С годами боль утихла, но не прошла; нет ничего страшнее для отца, если дитя превратился во врага дела жизни. Вспоминая Алешу, государь с трудом подавлял в себе тяжелый мстительный гнев против Евдокии, матери несчастного. Воспитанная в неге и лени, в затворничестве терема, вне всяких забот, далекая от страстей государя, она не могла не только принять, но и понять мужа, его скорости, его идею, слепую, одержимую устремленность. Она хотела дать (и дала) их сыну все то, что дали с детства ей: радостную, созерцательную неторопливость, любовь к сказке, утреннюю негу; она привила царевичу любовь к дедовской одежде, и мальчик облачался в боярский халат, на радость мамкам, и только в те дни, когда отец возвращался в Москву из Архангельска или Воронежа, из-под Полтавы или Нарвы, поверженным или победителем, сын встречал его в кургузом басурманском платье, сшитом в Вене лучшим портным по присланным меркам.

Евдокия не только не старалась привить Алеше любовь к отцу, но чем дальше, тем явственнее растила в нем глухое несогласие с тем, кто поломал ей жизнь, отрекся от всего того, что дорого было и отцу Евдокии, и бабушке — всем, словом, кроме проклятой немки Аньки Монс, от ней все горе, а сколько потом этих немок, да голландок, да полек было — лучше и не вспоминать.

…После того как трагедия свершилась, Екатерина сделала так, что всякое напоминание об Алексее стало невозможным там, где бывал государь. Более того, она сделала все, чтобы внук, Петечка, сын несчастного царевича, постоянно бывал рядом с дедом; рассказывала мальчику истории о победах над врагами, о том, как император гордо водит своих воинов на поле брани, как те высоко гордятся своим борцом-самодержцем, как флотоводцы поражаются знаниям первого русского капитана, как профессора почитают за честь говорить с ним о своих ученых вопросах и как плотники диву даются веселой и потной работе великого умельца!

Маленький Петя слушал Екатерину, "проклятую немку", чужую бабку, хмуро, настороженно. Глаза его — круглые, как у деда, и такие желто-черные — порою вспыхивали каким-то особенным светом, и однажды, наблюдая, как отрок слушал о великом своем предке, Меншиков, обратившись к государю, тихо и очень медленно, словно бы страшась чего-то, спросил разрешения взять мальчика на охоту — травить медведя. Петр ответил, что забавы эти ему непонятны, что он предпочитает травить врага, а не безвинного, доброго потапыча, но, впрочем, согласился, чтобы мальчик побаловался соколиною охотой, однако пусть светлейший сам будет подле, не отступая от Петечки ни на шаг.

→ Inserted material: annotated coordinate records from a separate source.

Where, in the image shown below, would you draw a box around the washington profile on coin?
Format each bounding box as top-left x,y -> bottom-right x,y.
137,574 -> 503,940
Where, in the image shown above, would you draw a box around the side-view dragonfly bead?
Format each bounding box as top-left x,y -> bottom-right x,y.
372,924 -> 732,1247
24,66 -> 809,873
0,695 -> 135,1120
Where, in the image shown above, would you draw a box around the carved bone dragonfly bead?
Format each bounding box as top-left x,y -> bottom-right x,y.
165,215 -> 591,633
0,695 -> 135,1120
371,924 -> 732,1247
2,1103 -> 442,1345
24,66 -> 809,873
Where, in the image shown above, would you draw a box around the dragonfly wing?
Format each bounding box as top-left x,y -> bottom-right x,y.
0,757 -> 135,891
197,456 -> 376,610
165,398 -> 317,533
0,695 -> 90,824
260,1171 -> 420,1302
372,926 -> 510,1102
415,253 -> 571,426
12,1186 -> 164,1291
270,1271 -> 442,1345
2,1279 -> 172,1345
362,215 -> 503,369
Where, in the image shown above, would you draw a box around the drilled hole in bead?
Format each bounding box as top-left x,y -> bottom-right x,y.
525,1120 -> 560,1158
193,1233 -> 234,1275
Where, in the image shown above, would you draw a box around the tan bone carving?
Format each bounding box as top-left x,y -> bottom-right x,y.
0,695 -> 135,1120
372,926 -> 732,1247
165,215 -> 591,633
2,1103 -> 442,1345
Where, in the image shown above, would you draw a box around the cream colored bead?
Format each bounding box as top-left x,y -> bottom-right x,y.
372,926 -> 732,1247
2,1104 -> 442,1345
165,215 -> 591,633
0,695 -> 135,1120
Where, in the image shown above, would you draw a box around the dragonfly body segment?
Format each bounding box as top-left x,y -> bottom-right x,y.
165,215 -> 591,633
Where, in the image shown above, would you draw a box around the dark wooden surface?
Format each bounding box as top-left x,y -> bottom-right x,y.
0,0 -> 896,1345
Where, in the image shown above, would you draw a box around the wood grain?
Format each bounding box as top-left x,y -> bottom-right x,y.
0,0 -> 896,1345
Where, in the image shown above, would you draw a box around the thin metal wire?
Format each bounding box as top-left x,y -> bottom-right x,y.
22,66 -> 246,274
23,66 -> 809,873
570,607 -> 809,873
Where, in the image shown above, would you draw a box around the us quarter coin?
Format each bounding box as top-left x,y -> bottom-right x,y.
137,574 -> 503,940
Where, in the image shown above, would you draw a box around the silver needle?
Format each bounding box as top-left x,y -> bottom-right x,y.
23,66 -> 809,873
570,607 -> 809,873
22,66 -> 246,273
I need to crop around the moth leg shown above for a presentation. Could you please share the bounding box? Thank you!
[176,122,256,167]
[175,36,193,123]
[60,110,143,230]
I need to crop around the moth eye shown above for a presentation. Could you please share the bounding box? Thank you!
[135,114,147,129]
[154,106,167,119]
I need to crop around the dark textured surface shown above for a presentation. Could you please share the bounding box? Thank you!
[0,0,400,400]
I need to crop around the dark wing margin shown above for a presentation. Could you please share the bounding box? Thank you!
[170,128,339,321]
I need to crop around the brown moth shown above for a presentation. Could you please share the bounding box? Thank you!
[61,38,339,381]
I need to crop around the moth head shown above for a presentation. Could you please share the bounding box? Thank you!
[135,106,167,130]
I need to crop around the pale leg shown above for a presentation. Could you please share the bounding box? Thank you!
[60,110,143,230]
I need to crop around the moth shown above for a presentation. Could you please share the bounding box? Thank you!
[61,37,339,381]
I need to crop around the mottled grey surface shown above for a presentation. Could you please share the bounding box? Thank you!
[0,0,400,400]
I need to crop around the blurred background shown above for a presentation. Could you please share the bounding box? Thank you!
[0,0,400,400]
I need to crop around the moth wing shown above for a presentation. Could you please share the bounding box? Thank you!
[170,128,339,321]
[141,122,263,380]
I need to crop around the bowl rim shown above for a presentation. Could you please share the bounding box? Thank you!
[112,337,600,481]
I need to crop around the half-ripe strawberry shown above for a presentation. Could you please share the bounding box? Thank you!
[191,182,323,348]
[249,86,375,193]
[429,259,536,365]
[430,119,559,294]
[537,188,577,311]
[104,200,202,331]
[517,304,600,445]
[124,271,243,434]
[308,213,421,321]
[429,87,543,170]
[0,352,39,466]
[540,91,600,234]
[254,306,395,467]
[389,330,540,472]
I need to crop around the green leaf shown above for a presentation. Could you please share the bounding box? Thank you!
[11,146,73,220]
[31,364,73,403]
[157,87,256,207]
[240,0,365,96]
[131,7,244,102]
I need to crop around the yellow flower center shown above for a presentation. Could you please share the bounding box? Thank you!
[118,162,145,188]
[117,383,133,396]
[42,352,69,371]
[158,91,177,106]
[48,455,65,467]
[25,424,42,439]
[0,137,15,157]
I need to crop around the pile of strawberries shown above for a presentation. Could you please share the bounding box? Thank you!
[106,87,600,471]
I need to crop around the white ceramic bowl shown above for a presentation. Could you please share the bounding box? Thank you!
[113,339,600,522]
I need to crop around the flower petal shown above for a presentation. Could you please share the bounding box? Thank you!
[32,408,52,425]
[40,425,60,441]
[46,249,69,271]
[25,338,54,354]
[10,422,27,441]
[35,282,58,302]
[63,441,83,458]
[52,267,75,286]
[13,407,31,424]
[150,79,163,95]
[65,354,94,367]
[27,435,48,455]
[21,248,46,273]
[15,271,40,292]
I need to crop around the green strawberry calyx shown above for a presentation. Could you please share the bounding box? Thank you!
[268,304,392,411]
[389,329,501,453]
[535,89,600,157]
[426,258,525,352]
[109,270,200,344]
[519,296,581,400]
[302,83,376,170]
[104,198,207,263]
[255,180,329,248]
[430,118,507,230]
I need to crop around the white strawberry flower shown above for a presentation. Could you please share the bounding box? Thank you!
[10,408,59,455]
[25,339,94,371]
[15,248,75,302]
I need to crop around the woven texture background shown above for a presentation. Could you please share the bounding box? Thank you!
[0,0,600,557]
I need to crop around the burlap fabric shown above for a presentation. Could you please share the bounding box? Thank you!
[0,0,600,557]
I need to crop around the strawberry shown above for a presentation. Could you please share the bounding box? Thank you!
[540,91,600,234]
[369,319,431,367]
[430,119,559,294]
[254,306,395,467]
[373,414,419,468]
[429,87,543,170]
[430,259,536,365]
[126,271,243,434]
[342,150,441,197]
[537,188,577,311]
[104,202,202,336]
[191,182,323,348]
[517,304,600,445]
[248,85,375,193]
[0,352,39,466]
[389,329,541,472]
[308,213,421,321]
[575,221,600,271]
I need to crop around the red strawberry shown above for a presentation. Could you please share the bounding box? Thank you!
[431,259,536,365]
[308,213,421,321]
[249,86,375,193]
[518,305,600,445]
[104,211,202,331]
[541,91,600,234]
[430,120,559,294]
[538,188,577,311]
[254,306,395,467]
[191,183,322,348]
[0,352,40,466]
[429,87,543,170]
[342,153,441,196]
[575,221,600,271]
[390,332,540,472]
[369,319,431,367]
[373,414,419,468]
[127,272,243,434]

…Поэтому, когда Брюс передал прошение о подельце убиенного царевича, ссыльном металлурге Федоре, государь поначалу разгневался, не смог справиться с судорогой, всякое напоминание о сыне воспринималось тяжко; повелел вызвать Татищева в столицу и заодно исследовать с пристрастием те челобитные, которые были поданы его любимцем, мануфактурщиком Демидовым, о притеснениях, кои чинит ему и его медному делу посланец столичной Берг-коллегии.

Петр тогда принял Татищева сурово, сесть не предложил. Повелел говорить всё без утайки. Однако чем дольше говорил Василий, сын Никиты, чем внимательнее вслушивался в его слова государь, тем интересней они ему представлялись.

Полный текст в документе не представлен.